Every year at SXSW, a winning meme emerges that’s attached to the latest hot new “it” company. Years ago it was “tweet everything,” including what you ate, wore, and saw. Then there was the “check in everywhere” year, followed soon after by “find me,” with location-based ambient social networks all the rage.
It’s almost as if the College of SXSW Cardinals caucused before the event and picked a winner – and proceeded to ban discussion about anything else. Some of the companies behind these memes, like Twitter, are household names today, some have faded away, and some have futures that are yet to be written.

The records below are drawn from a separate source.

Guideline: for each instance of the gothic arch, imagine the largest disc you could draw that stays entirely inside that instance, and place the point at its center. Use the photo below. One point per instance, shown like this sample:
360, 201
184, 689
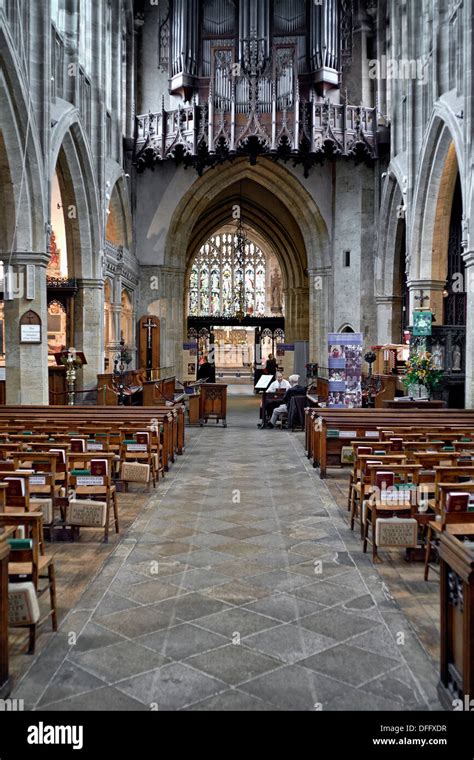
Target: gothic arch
70, 151
388, 251
19, 137
119, 208
296, 232
277, 180
443, 144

This year, the resounding meme was “There is no meme!” Who – or what— was behind that? Did we simply run out of memes, or could the trend-setters just not agree this time? Or, have the meme generators moved on from SXSW to some other event like TED, Disrupt or Davos?
This year, the resounding meme was “there is no meme!”
I have a different theory-slash-hope: we’ve graduated from focusing on mindless memes in which we act like lemmings, repeating what the last person said, to become more savvy consumers of technology trends. This year at SXSW, we saw exciting new companies provide entertainment and serendipity, help us make better decisions, and improve productivity or use of our resources. And while a few of these might succeed in becoming products or companies that endure, most will not be permanent fixtures of the technology landscape. This is as it should be; all is still right in the world even though this year’s South-By can’t be summed up in fewer than six words.
As a SXSW regular, I think this graduation, or newfound maturity, is awesome. It speaks to a tech world that has more patience and a greater understanding of the challenges of creating consumer phenomena. We all know that creating technology that endures requires so much more than building a hip app that’s famous for two seconds. It must tie into our need to communicate, exchange information or solve a common problem. It must be built with a product maestro’s attention to detail. Of course, a little luck and extra attention along the way never hurt, but a meme isn’t required – or even necessarily that helpful – for success. Especially since memes don’t demand a product with any of that magic and are only a kneejerk reaction to something cool, different or cleverly preceded by a hashtag.
Are the meme days behind us? I hope so. Perhaps now we’ll obsess a little less about frivolous trends that don’t last more than a week, and instead focus on inventing the future. On the other hand, this memeless year might be a fluke — a break in the action — and the conclave is convening now to elect a meme for 2014. If so, my money is on Google Glass. It’s different, futuristic, and coveted by tech-aficionados near and far, and no one knows what it actually does. A perfect candidate for meme-dom!